Jeff Nyhoff eloquently evokes the materiality and spatiality of the code being studied, based on his own experiences and memory of Teletype machines and printers streaming "roll[s] of continuous paper." He observes the crucial ways in which the latency and physicality of early computing were integral aspects of the computing process. Moreover, he notes that programming languages had a visual logic that extended beyond the cartographic mental maps required by a player to navigate the game to the level of programming itself. Nyhoff describes how these early models had a logic similar to the flowchart, a logic that was abandoned with the rise of object-oriented languages, but that "flowcharting as programming" has since been resurrected in more recent programs such as Max/MSP, Pure Data, and Quartz Composer. Meanwhile, Jeremy Douglass tracks down other versions of Adventure's source code, observing some of their more curious differences, and researches tools for annotating code. Though the Ning social network and Google Documents provided a temporary platform for the group's activity, it is imperative that Critical Code Studies discovers (or invents) reliable tools for performing and archiving their collective annotations.
Following these various threads, the contributors analyzed the maze of twisty little feedback loops between the source code and game content. Spelunking the code, they unearthed new treasures rivaling Colossal Cave Adventure's bars of silver, precious jewelry, and many coins buried in the darkness of the black box. For example, the GOTO command, now obsolete in most object oriented programming languages, operates not unlike the famous "XYZZY," a magic word that could teleport the adventurer to and from various in-game locations.

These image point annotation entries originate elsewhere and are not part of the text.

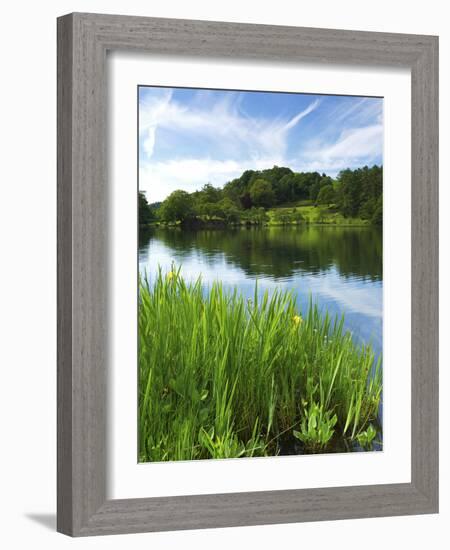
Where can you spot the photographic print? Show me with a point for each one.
(260, 303)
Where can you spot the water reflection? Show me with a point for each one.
(340, 266)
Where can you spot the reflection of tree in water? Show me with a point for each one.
(281, 251)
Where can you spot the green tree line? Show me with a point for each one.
(354, 193)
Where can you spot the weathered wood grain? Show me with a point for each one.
(83, 40)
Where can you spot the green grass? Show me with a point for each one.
(309, 213)
(221, 376)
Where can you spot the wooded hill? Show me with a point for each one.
(353, 194)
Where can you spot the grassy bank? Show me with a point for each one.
(221, 376)
(305, 212)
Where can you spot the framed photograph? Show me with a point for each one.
(247, 274)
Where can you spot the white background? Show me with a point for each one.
(28, 275)
(127, 479)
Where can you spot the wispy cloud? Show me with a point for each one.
(191, 137)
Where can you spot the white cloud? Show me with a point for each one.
(354, 146)
(221, 122)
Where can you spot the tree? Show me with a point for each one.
(179, 206)
(228, 211)
(145, 212)
(326, 195)
(261, 193)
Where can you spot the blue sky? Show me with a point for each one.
(189, 137)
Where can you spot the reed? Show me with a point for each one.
(221, 376)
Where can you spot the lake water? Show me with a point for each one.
(340, 267)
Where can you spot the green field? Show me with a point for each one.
(305, 212)
(222, 377)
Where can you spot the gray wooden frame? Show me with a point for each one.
(83, 40)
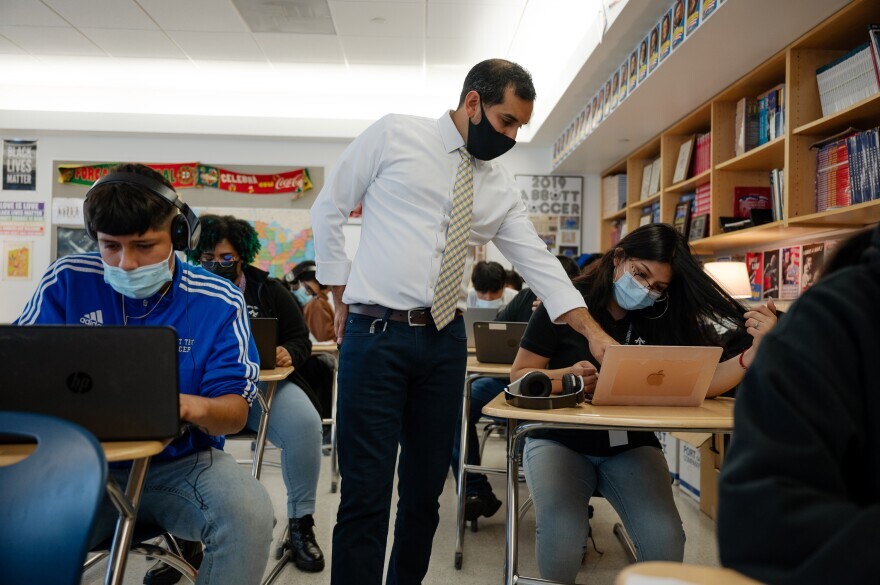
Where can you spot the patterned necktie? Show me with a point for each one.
(449, 282)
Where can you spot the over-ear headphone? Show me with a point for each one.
(185, 227)
(533, 391)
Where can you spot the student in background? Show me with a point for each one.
(648, 290)
(489, 291)
(227, 247)
(800, 487)
(192, 489)
(480, 499)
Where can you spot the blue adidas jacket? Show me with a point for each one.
(216, 351)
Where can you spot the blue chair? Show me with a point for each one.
(50, 499)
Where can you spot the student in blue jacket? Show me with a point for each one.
(193, 489)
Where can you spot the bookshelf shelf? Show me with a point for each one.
(762, 158)
(866, 112)
(647, 201)
(790, 71)
(690, 184)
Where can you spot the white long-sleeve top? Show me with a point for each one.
(403, 170)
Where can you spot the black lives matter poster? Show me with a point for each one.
(20, 165)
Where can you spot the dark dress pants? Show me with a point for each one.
(398, 385)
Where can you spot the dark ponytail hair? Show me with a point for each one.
(694, 299)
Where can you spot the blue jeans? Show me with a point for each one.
(482, 392)
(207, 497)
(636, 483)
(295, 428)
(397, 385)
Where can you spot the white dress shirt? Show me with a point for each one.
(403, 169)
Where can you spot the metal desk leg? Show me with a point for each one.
(462, 472)
(125, 525)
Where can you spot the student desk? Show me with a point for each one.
(139, 453)
(474, 371)
(714, 416)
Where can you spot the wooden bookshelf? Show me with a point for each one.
(795, 67)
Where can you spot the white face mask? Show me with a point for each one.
(140, 283)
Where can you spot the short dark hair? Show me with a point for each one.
(492, 77)
(239, 233)
(122, 209)
(488, 276)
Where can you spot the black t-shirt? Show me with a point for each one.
(565, 347)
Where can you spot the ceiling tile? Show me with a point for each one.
(134, 43)
(218, 46)
(383, 51)
(195, 15)
(103, 13)
(291, 48)
(50, 41)
(378, 19)
(28, 13)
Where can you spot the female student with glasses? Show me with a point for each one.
(649, 289)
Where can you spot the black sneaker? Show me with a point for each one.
(162, 574)
(307, 555)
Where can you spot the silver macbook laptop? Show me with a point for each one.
(120, 383)
(655, 375)
(473, 315)
(498, 341)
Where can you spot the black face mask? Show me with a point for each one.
(229, 272)
(484, 141)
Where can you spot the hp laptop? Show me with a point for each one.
(654, 375)
(265, 332)
(471, 316)
(120, 383)
(498, 341)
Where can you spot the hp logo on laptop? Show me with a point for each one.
(79, 382)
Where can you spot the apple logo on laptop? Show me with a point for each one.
(656, 378)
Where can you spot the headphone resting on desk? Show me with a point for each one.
(532, 391)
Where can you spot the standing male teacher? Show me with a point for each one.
(430, 194)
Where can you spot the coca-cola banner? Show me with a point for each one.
(187, 175)
(288, 182)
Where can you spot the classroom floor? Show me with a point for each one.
(483, 550)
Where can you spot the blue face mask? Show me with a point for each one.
(302, 295)
(139, 283)
(630, 294)
(485, 304)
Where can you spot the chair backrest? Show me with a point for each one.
(49, 500)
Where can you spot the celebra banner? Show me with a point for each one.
(289, 182)
(180, 175)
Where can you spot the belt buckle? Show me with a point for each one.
(409, 315)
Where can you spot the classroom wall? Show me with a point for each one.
(55, 148)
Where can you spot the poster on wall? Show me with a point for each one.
(554, 206)
(20, 165)
(22, 218)
(285, 235)
(17, 260)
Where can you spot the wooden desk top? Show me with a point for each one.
(276, 374)
(715, 415)
(475, 367)
(113, 451)
(659, 572)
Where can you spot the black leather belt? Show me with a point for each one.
(413, 317)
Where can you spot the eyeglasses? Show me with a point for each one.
(640, 277)
(224, 260)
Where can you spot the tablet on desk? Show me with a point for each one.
(655, 375)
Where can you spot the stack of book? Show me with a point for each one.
(832, 176)
(702, 159)
(847, 80)
(614, 188)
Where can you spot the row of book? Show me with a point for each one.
(759, 120)
(848, 169)
(677, 24)
(852, 77)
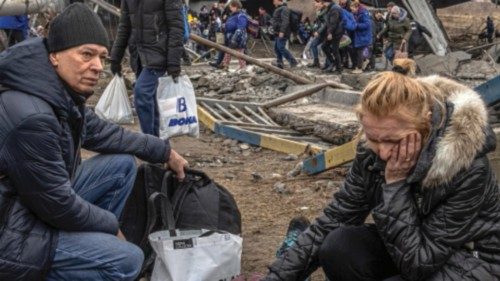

In this way, both player and programmer must engage the cave spatially. Dennis Jerz further observes that this game's version of "abracadabra!" may be part of Crowther's "sourcery,"See Wendy Chun's concept of "sourcery" further discussed in the fourth week of the Critical Code Studies Working Group.pointing to a peculiar line of code reading "SUBROUTINE YES(X,Y,Z,YEA)." But do these formal parallels teleport us out of the maze of code, or are we, as Crowther writes, "STILL IN THE FOREST?"
When "mapping" a cave system, computer program, or commentary, one traces Crowther's algorithmic architectures, following the trail of causal connections. The code connects tunnel to tunnel just as graphically mapping those passages outlines Adventure's algorithms. Thus player and programmer mirror one another's movements, stalking each other in the dark. When lost in the dark, the annotations assembled in Week Three of the Critical Code Studies Working Group become a guide for bridging the divide between various readers. This work of annotation is unfinished; there are many more lines to explore and paths to map. The cursor blinks anxiously, inviting us to continue. As Mark Marino writes:
>You are standing before the Colossal Code of Adventure. You see INSERT FOOTNOTES, a keyboard, a Google Doc.
Works Cited
Jerz, Dennis. "Somewhere Nearby is Colossal Cave: Examining Will Crowther's Original 'Adventure' in Code and in Kenucky." Digital Humanities Quarterly 1.2 (2007). Web.